The exotic side of CERN: physics of neutron-rich nuclei and impact on stellar nucleosynthesis

The science of stellar nucleosynthesis aims at understanding how the elements in the universe are formed in stars. On a microscopic scale, the formation of elements is dictated by the properties of atomic nuclei and their interactions. Our current understanding of nucleosynthesis largely relies on experimental data of short lived nuclear resonances or the properties of extremely exotic nuclei with a large excess of protons or neutrons. In this talk I will focus on two most recent examples.

The first topic addresses the fundamental question if and how harmonic oscillator shell closures change when adding neutrons to stable nuclei. The finding of a soft N=2 harmonic oscillator shell in the “Island of Inversion” was the first discovery of changing shell structure in exotic nuclei and triggered a renaissance in our field thanks to the availability of intense beams of unstable ions. Recent experiments at the RIKEN Nishina Center (Japan) indicate that also the N=3 harmonic oscillator shell is softened for extremely neutron-rich nuclei, which would effect the r-process flow in a dramatic way. I will discuss the underlying physics and will report on our recent experiments at the radioactive ion beam facility ISOLDE at CERN using the high-granularity MINIBALL array. Using a most intense radioactive ⁷²Zn beam we were able to observe a surprising onset of deformation around the N=3 neutron harmonic oscillator shell closure. Part of this topic will also address our MINIBALL campaign at the MLL Tandem laboratory in 2013.

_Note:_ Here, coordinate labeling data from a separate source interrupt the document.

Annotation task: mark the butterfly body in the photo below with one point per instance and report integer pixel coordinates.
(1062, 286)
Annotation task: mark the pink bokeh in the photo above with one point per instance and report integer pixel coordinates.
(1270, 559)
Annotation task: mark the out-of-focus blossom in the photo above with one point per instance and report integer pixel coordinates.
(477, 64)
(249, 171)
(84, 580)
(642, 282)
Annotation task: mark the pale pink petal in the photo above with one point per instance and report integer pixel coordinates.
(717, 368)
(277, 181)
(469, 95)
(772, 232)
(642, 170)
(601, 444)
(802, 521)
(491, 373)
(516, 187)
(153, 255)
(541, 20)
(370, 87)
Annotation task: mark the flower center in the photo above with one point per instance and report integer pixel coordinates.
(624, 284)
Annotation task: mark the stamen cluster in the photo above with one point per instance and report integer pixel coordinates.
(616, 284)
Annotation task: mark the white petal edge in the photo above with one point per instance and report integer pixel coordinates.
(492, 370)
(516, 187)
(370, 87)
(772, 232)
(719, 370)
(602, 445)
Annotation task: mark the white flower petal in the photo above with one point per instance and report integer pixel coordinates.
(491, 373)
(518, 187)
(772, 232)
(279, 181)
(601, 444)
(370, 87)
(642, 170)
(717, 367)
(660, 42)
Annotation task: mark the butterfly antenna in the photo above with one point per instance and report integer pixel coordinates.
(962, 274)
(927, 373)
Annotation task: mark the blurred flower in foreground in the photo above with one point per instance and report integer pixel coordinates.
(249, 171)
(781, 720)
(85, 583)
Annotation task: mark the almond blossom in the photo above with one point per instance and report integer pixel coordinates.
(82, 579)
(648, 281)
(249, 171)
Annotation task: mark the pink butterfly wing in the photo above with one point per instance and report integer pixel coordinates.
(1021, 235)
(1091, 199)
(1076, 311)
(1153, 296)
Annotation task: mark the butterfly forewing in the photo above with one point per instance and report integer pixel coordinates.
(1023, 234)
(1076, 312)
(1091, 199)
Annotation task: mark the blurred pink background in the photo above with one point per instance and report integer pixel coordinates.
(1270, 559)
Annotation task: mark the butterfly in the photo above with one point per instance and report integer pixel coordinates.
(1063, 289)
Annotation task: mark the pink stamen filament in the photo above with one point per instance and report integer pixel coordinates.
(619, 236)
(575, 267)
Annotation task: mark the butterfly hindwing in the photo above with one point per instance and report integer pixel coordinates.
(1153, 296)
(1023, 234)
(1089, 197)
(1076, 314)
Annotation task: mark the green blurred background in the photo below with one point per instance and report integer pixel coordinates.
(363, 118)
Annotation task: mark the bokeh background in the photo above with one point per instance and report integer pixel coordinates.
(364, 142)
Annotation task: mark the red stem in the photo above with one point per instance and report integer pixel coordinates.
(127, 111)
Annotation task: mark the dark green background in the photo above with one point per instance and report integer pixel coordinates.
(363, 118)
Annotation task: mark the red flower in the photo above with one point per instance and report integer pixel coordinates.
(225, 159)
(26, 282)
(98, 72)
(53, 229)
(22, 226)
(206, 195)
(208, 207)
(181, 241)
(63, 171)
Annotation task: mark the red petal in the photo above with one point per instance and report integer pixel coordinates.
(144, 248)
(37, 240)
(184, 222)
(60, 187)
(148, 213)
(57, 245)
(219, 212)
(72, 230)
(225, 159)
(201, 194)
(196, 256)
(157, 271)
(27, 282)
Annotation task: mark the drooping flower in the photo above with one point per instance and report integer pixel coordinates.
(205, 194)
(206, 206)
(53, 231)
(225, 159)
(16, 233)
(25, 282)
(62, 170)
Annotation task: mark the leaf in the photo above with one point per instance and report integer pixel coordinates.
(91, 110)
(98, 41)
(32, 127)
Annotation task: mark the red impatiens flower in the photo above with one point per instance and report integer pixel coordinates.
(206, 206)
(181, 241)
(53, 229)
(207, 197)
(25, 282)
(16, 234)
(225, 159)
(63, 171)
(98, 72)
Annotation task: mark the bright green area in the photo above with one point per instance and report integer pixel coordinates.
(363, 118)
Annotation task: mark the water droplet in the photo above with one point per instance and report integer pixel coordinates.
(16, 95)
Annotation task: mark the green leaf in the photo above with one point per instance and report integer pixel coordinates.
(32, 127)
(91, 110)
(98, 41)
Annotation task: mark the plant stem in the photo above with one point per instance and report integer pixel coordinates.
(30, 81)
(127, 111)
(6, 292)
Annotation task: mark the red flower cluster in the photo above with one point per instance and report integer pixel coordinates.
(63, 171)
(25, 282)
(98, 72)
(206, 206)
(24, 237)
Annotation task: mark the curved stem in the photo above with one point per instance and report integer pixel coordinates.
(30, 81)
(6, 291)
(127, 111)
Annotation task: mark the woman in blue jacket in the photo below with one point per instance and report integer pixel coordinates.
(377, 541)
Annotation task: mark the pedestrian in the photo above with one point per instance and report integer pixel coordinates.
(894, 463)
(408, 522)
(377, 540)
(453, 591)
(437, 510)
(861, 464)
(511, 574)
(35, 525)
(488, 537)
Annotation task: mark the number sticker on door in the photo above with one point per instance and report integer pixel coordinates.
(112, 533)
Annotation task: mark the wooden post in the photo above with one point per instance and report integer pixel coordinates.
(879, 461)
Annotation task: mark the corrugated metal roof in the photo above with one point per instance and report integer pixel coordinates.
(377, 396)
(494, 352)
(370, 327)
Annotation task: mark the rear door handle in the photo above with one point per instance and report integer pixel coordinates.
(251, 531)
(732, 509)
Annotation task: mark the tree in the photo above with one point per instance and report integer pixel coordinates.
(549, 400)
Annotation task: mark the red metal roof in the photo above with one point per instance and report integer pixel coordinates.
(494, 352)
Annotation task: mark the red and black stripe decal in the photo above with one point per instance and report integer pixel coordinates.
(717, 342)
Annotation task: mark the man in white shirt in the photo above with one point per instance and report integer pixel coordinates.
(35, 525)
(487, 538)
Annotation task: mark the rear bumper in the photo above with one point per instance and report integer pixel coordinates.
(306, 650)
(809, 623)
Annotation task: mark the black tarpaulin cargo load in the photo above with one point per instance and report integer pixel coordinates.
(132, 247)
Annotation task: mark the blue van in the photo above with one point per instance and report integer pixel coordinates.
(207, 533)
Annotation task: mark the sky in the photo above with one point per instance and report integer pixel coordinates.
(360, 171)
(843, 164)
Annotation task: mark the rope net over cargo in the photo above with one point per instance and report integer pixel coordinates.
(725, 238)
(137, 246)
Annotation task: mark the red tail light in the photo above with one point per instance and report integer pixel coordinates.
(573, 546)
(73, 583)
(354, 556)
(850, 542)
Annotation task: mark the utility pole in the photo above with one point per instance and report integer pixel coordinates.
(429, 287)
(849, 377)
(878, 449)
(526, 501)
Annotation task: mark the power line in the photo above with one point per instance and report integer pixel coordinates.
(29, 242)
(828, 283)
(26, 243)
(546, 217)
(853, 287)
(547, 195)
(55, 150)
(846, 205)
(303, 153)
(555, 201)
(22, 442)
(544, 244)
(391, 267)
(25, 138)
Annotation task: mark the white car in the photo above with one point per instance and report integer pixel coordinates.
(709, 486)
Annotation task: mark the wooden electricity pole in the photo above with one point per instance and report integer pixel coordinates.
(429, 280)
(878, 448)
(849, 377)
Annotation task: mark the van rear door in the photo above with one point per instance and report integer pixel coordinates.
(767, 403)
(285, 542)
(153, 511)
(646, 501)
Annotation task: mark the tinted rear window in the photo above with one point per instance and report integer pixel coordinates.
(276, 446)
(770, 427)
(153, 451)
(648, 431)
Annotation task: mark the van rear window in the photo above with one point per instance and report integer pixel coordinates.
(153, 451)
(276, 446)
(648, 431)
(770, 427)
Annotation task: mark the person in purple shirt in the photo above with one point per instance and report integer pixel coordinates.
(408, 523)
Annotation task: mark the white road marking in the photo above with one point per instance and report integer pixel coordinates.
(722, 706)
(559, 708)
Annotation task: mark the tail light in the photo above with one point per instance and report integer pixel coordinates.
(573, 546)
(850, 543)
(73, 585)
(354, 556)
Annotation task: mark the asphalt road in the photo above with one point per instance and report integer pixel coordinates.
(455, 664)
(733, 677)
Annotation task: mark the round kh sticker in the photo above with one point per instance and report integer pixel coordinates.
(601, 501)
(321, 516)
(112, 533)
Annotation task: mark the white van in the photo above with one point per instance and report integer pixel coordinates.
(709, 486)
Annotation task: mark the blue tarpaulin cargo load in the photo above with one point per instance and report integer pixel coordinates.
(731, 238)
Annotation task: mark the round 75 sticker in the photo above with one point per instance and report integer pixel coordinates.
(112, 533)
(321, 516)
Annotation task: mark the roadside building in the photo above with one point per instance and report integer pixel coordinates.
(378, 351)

The second topic is related to the termination of the r-process path through nuclear fission when reaching heavy nuclei beyond ²⁰⁸Pb. I will talk about our recent and future experiments at the RIKEN Nishina Center (Japan) which involve a new state of the art silicon detector, currently under development at the TU Munich and funded by the Excellence Cluster “Origin and Structure of the Universe”.